A lot of Metroidvania games also fall down when they design their critical paths: all too often, there will be one place you need to find and use your new power in order to progress. Some bits of Hollow Knight have four separate paths leading to the ‘next bit’ of the critical path. Chances are, you’ll happen upon one when casually exploring, or backtracking to farm currency or get a combat upgrade. The trail of breadcrumbs never runs out, and by letting you manually pin things to your map when resting at a bench, the sense of self-direction always feels natural and encouraged. The invisible hand of Team Cherry, it becomes clear from this first game alone, is one of the deftest in the business. And that insistent, impossibly light touch is so much of what makes Hollow Knight so special, so compelling, so intoxicating.

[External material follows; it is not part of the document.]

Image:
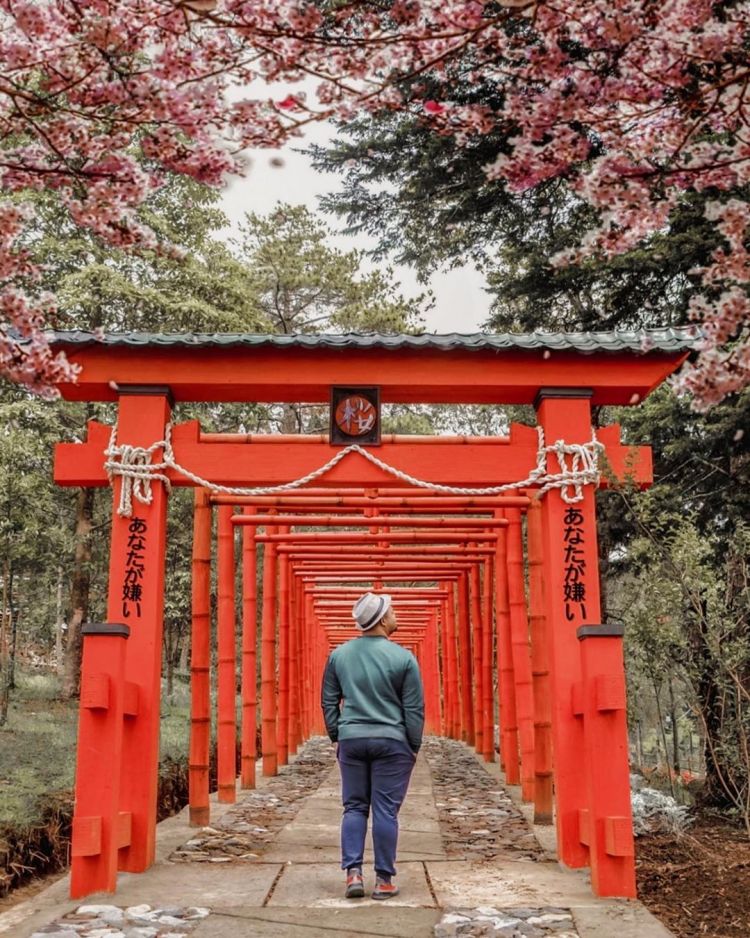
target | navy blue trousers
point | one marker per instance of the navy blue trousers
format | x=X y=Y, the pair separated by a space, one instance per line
x=375 y=775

I’ve not even touched on the strength of the combat and the 160+ enemies here, or the build-crafting that’s integral to your journey through the game via pins and notches. I’ve not spoken about the game-changing spectral/dream mechanic you unlock about 50 percent of the way through, and how Team Cherry makes asset reuse into a genius portion of the game that anyone that’s played, say, Bravely Default would be agog over. I’ve not spoken about the subtle narrative craft that rivals FromSoft in its multi-layered complexity. I’ve not spoken about the music, the use of leitmotif, or how five twinkly piano notes can evoke such a distinct sense of loss, hopelessness, and desolation.
But that’s because it’s the design of Hollow Knight that sets it apart both from its contemporaries and its inspirations. Sure, the game wouldn’t be half as good if it didn’t have stellar combat or a surprisingly deep build-crafting system, but it’s in the irrepressible way the game keeps nudging you deeper, further down into its mystery that it truly shines. Hollow Knight is, indeed, a masterpiece, an exemplary manifestation of a developer understanding and leveraging player psychology. Is all this hype for Silksong really justified? Yes. And then some.